Create a GIN repository for your dataset#

GIN (hosted by the German Neuroinformatics Node) is a free and open data management system designed for neuroscientific data.

It is web-accessible, based on git and git-annex, and allows you to keep your data in sync, backed up and easily accessible.

Below we explain the main user workflows in GIN.

Preparatory steps - do only once#

We need to do these steps only the first time we use GIN’s command-line interface (CLI) on our machine.

  1. Create a GIN account.

  2. Download GIN CLI and set it up by running:

    $ gin login
    

    You will be prompted for your GIN username and password.

  3. Confirm that everything is working properly by typing:

    $ gin --version
    

Create a GIN repository#

To create a local and a remote GIN repository, follow these steps:

  1. Log in to the GIN server

    Before running any gin commands, make sure you are logged in to your account by running:

    $ gin login
    

Tip

In Unix-like systems (Ubuntu, MacOS), you may need sudo permissions for some of the following gin commands. If so, remember to prepend all commands with sudo.

  1. Initialise a GIN repository

    • Create a new GIN repository locally and on the GIN server:

      $ gin create <repository-name>
      

      This will create a repository called <repository-name> on the GIN server under your user account, and a directory with the same name in the current working directory.

      OR alternatively:

      Create a repository in the GIN server from the browser, and clone (retrieve) it to your local workspace:

      $ gin get <username>/<remote-repository-name>
      
    • Next, move or copy files to the newly created directory to add data to the local GIN repository.

    • Move to the relevant directory using cd.

    • Create a new repository on the GIN server and locally in the current working directory:

      $ gin create --here <repository-name>
      

      This will create a repository named <repository-name> on the GIN server under your user account and link it to the current working directory.

      OR alternatively:
      • Initialise the current working directory as a GIN repository:

        $ gin init
        
      • Add a remote:

        $ gin add-remote <remote-name> <remote-repository-location>
        

        where <remote-name> is the name you want to give to the remote (e.g. origin) and <remote-repository-location> is the location of the data store, which should be in the form of alias:path or server:path (e.g. gin:<username>/<remote-repository-name>).

      • If the remote GIN repository doesn’t exist, you will be prompted to either create it, add simply the remote address, or abort.

Note

Initialising the GIN local repository (with gin create or gin init) will create a hidden .git directory under the local repository directory. The local repository excluding this .git folder is what we will later call the working directory.

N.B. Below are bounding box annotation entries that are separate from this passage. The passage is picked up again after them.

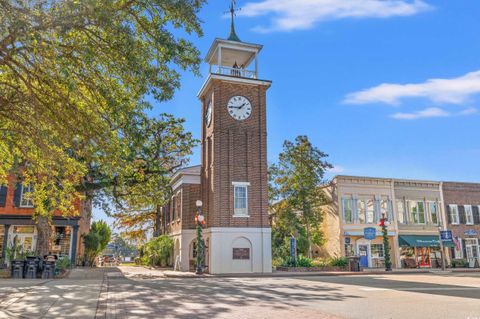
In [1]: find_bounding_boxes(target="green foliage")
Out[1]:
[0,0,205,250]
[55,257,71,271]
[141,235,174,266]
[330,257,348,268]
[83,220,111,266]
[269,136,332,258]
[282,255,313,268]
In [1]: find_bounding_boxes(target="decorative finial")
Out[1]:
[228,0,242,42]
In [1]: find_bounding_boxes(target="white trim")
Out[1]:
[463,205,475,225]
[232,182,250,186]
[18,184,34,208]
[447,204,460,225]
[197,73,272,98]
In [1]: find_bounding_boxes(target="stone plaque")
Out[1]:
[233,248,250,260]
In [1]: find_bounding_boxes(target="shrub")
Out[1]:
[282,256,313,267]
[330,257,348,267]
[141,235,173,266]
[312,257,331,268]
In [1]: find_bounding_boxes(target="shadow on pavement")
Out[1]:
[102,271,359,319]
[301,276,480,299]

  1. Add files to the GIN remote repository

    It is good practice to keep a record of the changes in the repository through commit messages. To keep a useful and clean commit history, it is also recommended to make small commits by selecting a subset of the files.

    • To add a record of the current state of a local repository, run:

      $ gin commit --message <message> <filename>
      

      You can replace the <filename> above by an expression with a wildcard (e.g., *.png to include all png files). It can also be a list of files separated by whitespaces. A <filename> equal to . will include all files with changes. See the full syntax for gin commit here.

    • To upload all local changes to the remote GIN repository, run:

      $ gin upload <filename>
      

      <filename> accepts the same inputs as in gin commit. You can run an upload command after a few commits (so not necessarily after every commit).

      You can use the flag --to <remote-name> to upload the changes to a specific remote. To show the remotes accessible to your GIN account, run gin remotes. See the full syntax for gin upload here.

      If the set of files in the gin upload command includes files that have been changed locally but have not been committed, they will be automatically committed when uploading.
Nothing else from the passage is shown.